30/10/2022
NBRE Weekly Ep.8
Not much new on the NBRE front. So, as done in previous weeks, I thought I’d give a more in-depth review of the market instead.
Rishi Sunak has become the third Prime Minister in just seven weeks, succeeding Liz Truss in her short-lived position as leader of the Conservative Party. With a controversial past in policymaking for the nation's property market, an expert has weighed in on how house prices will fare under Mr Sunak's leadership.
Former Chancellor of the Exchequer, Rishi Sunak, has been responsible for several significant property policies in recent years, including the Stamp Duty holiday in July 2022.
The Daily Express released a article this week with the title - “House prices reach new high of £371,158 - PM Rishi Sunak could prevent 'dramatic fall'”

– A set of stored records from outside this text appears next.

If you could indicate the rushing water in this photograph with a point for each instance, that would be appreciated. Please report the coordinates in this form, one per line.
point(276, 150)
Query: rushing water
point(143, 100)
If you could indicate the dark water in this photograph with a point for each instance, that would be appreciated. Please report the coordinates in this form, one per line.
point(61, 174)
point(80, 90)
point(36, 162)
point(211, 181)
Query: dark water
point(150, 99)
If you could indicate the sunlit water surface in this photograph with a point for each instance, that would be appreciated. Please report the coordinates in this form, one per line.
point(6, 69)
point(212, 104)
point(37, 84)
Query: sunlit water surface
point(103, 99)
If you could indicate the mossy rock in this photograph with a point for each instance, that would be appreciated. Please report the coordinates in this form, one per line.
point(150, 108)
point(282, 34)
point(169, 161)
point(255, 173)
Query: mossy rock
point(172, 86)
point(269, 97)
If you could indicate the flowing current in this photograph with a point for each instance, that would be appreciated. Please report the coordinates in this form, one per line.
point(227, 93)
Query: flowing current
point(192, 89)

The uncertainty of the last few months has had a material impact on gilt rates: the rate at which the UK government can borrow.
In turn, this impacts the cost of borrowing for the rest of us. It affects mortgage rates for home buyers, development debt costs for housebuilders, and refinancing costs for property investors.
Anything that helps bring certainty and confidence back to the market is likely to reduce borrowing costs. That, in turn, will reduce affordability pressure for households securing mortgage finance, for housebuilders starting on new sites, and for investors buying and operating homes for rent.
In that sense, the trajectory of gilt rates over the last few days is reassuring. While government borrowing costs remain far higher than they were in the summer, they have declined substantially since the highs immediately following the so-called “mini” Budget announced by Kwasi Kwarteng.
This should bring more breathing room, meaning lenders should feel the confidence to put more products back out to the market.